Broadly, the Bill amends:

  • expense deductibility and R&D tax credit rules to support the implementation of the recently introduced R&D loan scheme (so that it operates in similar fashion to the Small Business Cashflow Scheme). The amendments will ensure a deduction for expenditure or depreciation loss where the expenditure was funded by the R&D loan (usually denied under DF 1(2) & DF 1(4)), and that the same expenditure still qualifies for the R&D tax credit (usually denied via schedule 21B, part B, clause 21 of ITA07). The R&D loans will be administered by Callaghan Innovation and will only be available for the 2020−21 fiscal year;
  • qualification periods for the in-work tax credit, ensuring that a person’s entitlements to the credit is not impacted for a period of up to two weeks as they transition between jobs, are unpaid for a period or leave their employment. The amendment provides an exception to the “in employment” test for a person who previously met the test within the past fortnight, and provides that a person is deemed to meet the test if they do not derive income or otherwise do not meet the in employment test but have met the test within the last 14 days;
  • the existing increased flexibility muscle of IR (introduced as part of the initial Covid-19 response legislation in April 2020), to enable IR to vary a due date, deadline, time period or time frame to shorten or otherwise modify the time-related requirement. The amendments will provide IR with the ability to respond to some cases with appropriate flexibility by shortening timeframes, for example, by reducing the time before a taxpayer may choose a new approach, the time for an election to take effect, or before a taxpayer may benefit from a provision.

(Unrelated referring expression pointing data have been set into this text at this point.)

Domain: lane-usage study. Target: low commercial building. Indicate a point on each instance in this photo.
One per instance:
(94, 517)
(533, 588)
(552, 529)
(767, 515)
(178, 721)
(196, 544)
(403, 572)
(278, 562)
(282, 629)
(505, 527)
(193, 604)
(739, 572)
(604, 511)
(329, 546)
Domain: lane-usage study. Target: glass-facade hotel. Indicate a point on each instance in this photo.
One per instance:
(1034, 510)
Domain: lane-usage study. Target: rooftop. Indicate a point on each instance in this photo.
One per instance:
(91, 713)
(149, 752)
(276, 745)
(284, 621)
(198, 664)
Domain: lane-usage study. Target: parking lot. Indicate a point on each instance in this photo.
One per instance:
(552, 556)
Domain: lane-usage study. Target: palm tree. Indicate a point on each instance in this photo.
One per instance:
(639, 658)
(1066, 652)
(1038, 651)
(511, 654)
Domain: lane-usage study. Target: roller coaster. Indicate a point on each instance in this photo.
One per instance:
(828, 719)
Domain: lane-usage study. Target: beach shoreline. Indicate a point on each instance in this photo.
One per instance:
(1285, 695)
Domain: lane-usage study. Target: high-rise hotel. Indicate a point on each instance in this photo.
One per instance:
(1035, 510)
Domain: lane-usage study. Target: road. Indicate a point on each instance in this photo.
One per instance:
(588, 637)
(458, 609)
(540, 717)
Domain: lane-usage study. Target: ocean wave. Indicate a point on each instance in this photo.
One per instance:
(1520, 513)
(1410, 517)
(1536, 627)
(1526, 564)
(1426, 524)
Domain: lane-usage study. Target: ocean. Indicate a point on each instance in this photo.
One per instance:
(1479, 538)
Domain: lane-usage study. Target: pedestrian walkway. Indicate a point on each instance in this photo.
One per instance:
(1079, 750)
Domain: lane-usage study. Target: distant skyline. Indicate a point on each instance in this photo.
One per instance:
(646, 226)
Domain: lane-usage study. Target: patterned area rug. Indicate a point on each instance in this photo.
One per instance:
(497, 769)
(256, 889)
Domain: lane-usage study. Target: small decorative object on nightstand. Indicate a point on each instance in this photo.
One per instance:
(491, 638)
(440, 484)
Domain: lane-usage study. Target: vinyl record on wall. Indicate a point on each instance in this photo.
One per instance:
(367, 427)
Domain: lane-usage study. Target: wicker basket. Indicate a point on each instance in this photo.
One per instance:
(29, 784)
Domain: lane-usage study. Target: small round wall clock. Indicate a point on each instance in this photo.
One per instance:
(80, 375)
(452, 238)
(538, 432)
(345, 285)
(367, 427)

For example, existing legislation may require the taxpayer to wait 12 months before they can amend a filing period again, whereas this amendment will allow IR to reduce the 12 month timeframe to say three months; and,
  • the potential remission of UOMI for provisional taxpayers, accrued on an amount of terminal tax payable for the 2020−21 tax year where the taxpayer failed to pay the relevant portions of the amount by the provisional tax dates because their ability to reasonably accurately forecast their residual income tax, has been significantly adversely affected by Covid-19. This amendment expands on the recent remission relief applying from 14th February 2020 to actual late payments caused by Covid-19, to also cover situations where UOMI is charged retrospectively, and the taxpayer satisfies the following criteria, they:
  • are a provisional taxpayer in the 2020−21 tax year;
  • estimate their provisional tax;
  • use the standard method and don’t pay the amount of the standard instalment on the final instalment;
  • would be a safe harbour taxpayer but they did not pay their instalments in full;
  • have residual income tax of $1 million or less; and,
  • the ability to make a reasonably accurate forecast of taxable income for the year has been significantly adversely affected by Covid-19 and that resulted in interest being charged.

IR must be satisfied that the taxpayer has asked for the relief as soon as practicable and made the payment of tax.